Microsoft 365 Security
Tenant configuration review, Conditional Access hardening, Entra ID privilege audit. The cloud platform most UK businesses run on, secured properly.
The default configuration is built for usability. Not security.
Microsoft 365 is where most UK businesses now operate: email, files, identity, collaboration. It is also the single most targeted platform in the world. Attackers don't need to compromise your network if they can simply authenticate to your tenant with credentials obtained through a phishing email or a data breach.
The default Microsoft 365 configuration is designed to get new customers up and running quickly. It is not designed to keep them secure. The security features exist in the platform, but most of them require deliberate configuration. Most tenants we audit have significant gaps, not from negligence, but from never having had an independent review.

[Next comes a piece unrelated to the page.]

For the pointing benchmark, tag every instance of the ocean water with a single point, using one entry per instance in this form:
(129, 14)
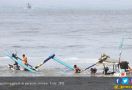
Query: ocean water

We close those gaps. Audit, recommendations, and implementation alongside your team or handed over for them to action.
What we examine in your tenant.
Identity and access
The most important layer. We audit multi-factor authentication enforcement including the gaps most administrators overlook: break-glass accounts, service accounts, and legacy authentication paths that bypass multi-factor authentication entirely. Conditional Access policy design, sign-in risk configuration, and privileged role assignments in Entra ID.
Email security
Microsoft Defender for Office 365 configuration, anti-phishing policies, Safe Links and Safe Attachments tuning, DomainKeys Identified Mail, Domain-based Message Authentication, and Sender Policy Framework alignment, mailbox auditing, and the tenant-level settings most administrators never touch but that have meaningful security impact.
Data protection
SharePoint and OneDrive external sharing policies, sensitivity labels, data loss prevention rules, retention configuration, and external sharing exposure. Most organisations are sharing more data than they realise. We identify what's accessible to whom and whether that reflects your actual intent.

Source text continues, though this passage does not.